The Secret Keeper is a story that shows how the decisions of one person can impact the next generation. Dorothy is strong-willed and hugely selfish in many ways, she is determined that she is meant for greatness and goes moves to London to be a companion to and rich elderly woman. At this time she meets the young and glamorous Vivian who is married to a rich but abusive man. Dorothy becomes obsessed with becoming Vivian’s friend.
In 2011 Laurel Nicolson is a successful English actress who is much beloved. She returns to her childhood home of Green Acres to celebrate her mother Dorothy’s, 90th birthday. Being back at Green Acres is hard for her and it brings back memories that she would rather forget, and some that are so muddled that she has to tease at them to try to figure them out. A clue to one of these persistent half-memories is a photograph of her mother and a mysterious woman named Vivian.
In 1959, 16-year-old Laurel is alone in her childhood tree house during a family celebration. She watches a man walk up the long road to the farm and then sees him speaking to her mother. And then she witnesses a crime.

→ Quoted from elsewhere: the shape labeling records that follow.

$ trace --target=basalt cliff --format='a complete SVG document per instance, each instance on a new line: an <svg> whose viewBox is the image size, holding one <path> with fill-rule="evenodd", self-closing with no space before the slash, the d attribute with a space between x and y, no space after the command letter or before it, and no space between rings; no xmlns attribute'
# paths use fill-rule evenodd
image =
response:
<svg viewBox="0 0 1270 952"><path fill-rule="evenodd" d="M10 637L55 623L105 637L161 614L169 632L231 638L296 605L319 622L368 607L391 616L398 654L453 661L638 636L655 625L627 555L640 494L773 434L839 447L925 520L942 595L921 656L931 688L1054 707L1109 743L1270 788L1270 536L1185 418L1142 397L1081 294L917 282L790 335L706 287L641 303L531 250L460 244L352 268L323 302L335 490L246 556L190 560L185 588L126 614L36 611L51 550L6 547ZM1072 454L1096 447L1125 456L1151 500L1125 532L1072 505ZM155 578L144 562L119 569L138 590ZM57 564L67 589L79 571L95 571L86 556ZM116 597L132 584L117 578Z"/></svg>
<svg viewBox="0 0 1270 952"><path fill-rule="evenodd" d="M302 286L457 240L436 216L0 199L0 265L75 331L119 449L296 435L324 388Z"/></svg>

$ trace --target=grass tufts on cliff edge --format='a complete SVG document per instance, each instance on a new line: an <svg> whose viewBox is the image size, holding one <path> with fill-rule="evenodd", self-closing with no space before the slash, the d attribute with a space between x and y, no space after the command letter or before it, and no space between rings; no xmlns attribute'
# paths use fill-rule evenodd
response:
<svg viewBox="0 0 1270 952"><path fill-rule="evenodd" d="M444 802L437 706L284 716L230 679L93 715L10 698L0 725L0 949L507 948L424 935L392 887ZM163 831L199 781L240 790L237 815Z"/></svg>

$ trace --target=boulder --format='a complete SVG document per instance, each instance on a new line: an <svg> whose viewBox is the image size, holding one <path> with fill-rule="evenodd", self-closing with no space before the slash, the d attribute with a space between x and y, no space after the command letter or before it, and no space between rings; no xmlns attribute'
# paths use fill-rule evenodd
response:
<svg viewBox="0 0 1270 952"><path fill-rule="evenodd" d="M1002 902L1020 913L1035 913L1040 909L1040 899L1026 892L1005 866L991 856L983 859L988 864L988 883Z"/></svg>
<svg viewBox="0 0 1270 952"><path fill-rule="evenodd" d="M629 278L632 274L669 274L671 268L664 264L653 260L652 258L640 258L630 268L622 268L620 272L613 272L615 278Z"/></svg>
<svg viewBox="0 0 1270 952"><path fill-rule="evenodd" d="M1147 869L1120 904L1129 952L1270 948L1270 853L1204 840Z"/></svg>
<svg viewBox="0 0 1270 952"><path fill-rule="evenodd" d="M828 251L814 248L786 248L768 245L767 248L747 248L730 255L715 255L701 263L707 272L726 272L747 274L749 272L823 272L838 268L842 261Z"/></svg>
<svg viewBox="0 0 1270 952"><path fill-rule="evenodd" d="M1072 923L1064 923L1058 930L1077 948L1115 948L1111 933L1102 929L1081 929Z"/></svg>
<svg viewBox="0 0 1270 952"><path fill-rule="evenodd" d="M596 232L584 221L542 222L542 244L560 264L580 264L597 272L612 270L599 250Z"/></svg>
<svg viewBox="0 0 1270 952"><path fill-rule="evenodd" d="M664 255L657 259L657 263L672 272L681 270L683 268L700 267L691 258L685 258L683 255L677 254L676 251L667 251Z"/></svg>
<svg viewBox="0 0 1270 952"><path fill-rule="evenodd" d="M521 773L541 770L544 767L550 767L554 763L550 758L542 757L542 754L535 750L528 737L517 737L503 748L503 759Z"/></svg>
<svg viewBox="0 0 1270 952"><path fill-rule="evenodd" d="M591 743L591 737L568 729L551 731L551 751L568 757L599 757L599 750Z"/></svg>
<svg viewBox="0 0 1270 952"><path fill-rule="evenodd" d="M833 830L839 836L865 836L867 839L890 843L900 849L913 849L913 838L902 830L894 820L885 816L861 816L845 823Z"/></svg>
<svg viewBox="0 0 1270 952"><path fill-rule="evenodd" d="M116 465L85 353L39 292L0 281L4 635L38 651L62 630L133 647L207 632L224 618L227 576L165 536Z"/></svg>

The Secret Keeper is like reading a giant jigsaw puzzle that you are trying to put together as someone else keeps moving the pieces. It’s a great, titillating read for lovers of stories that span time and that are driven by secrets.
This book had a slower pace at first than most of Kate Morton’s books but I think that setting the scene well helps to pay off the surprise ending.
Excerpt from The Secret Keeper by Kate Morton
It was cruel, she supposed, just to let them keep hunting for her, but with the heatwave and the secret she was nursing, the effort of games – childish games at that – was just too much to muster. Besides, it was all part of the challenge and, as Daddy was always saying, fair was fair and they’d never learn if they didn’t try.
It wasn’t Laurel’s fault she was better at finding hiding places. They were younger than her, it was true, but it wasn’t as if they were babies. And anyway, she didn’t particularly want to be found. Not today. Not now. All she wanted to do was lie here and let the thin cotton of her dress flutter against her bare legs, while thoughts of him filled her mind. Billy.
She closed her eyes and his name sketched itself with cursive flair across the blackened lids. Neon, hot pink neon. Her skin prickled and she flipped the Spangle so its hollow centre balanced on the tip of her tongue. Billy Baxter. The way he stared at her over the top of his black sunglasses, the jagged lopsided smile, his dark teddy-boy hair . . . It had been instant, just as she’d known real love would be.
She and Shirley had stepped off the bus five Saturdays ago to find Billy and his friends smoking cigarettes on the dance hall steps. Their eyes had met and Laurel had thanked God she’d decided a weekend’s pay was fair exchange for a new pair of nylons—
‘Come on, Laurel.’ This was Iris, voice sagging with the day’s heat. ‘Play fair, why don’t you?’
Laurel closed her eyes tighter. They’d danced each dance together. The band had skiffled faster, her hair had loosened from the French roll she’d copied carefully from the cover of Bunty, her feet had ached, but still she’d kept on dancing. Not until Shirley, miffed at having been ignored, arrived aunt-like by her side and said the last bus home was leaving if Laurel cared to make her curfew (she, Shirley, was sure she didn’t mind either way) had she finally stopped. And then, as Shirley tapped her foot and Laurel said a flushed goodbye, Billy had grabbed her hand and pulled her towards him and something deep inside of Laurel had known with blinding clarity that this moment, this beautiful, starry moment, had been waiting for her all her life—
‘Oh, suit yourself.’ Iris’s tone was clipped now, cross. ‘But don’t blame me when there’s no birthday cake left.’
The sun had slipped past noon and a slice of heat fell through the tree-house window, firing Laurel’s inner eyelids cherry cola. She sat up but made no further move to leave her hiding spot. It was a decent threat – Laurel’s weakness for her mother’s Victoria sponge was legendary – but an idle one. Laurel knew very well that the cake knife lay forgotten on the kitchen table, missed amid the earlier chaos as the family gathered picnic baskets, rugs, fizzy lemonade, swimming towels, the new transistor, and burst, stream-bound, from the house. She knew because when she’d doubled back under the guise of hide-and-seek and sneaked inside the cool, dim house to fetch the package, she’d seen the knife glinting by the fruit bowl, red bow tied around its handle.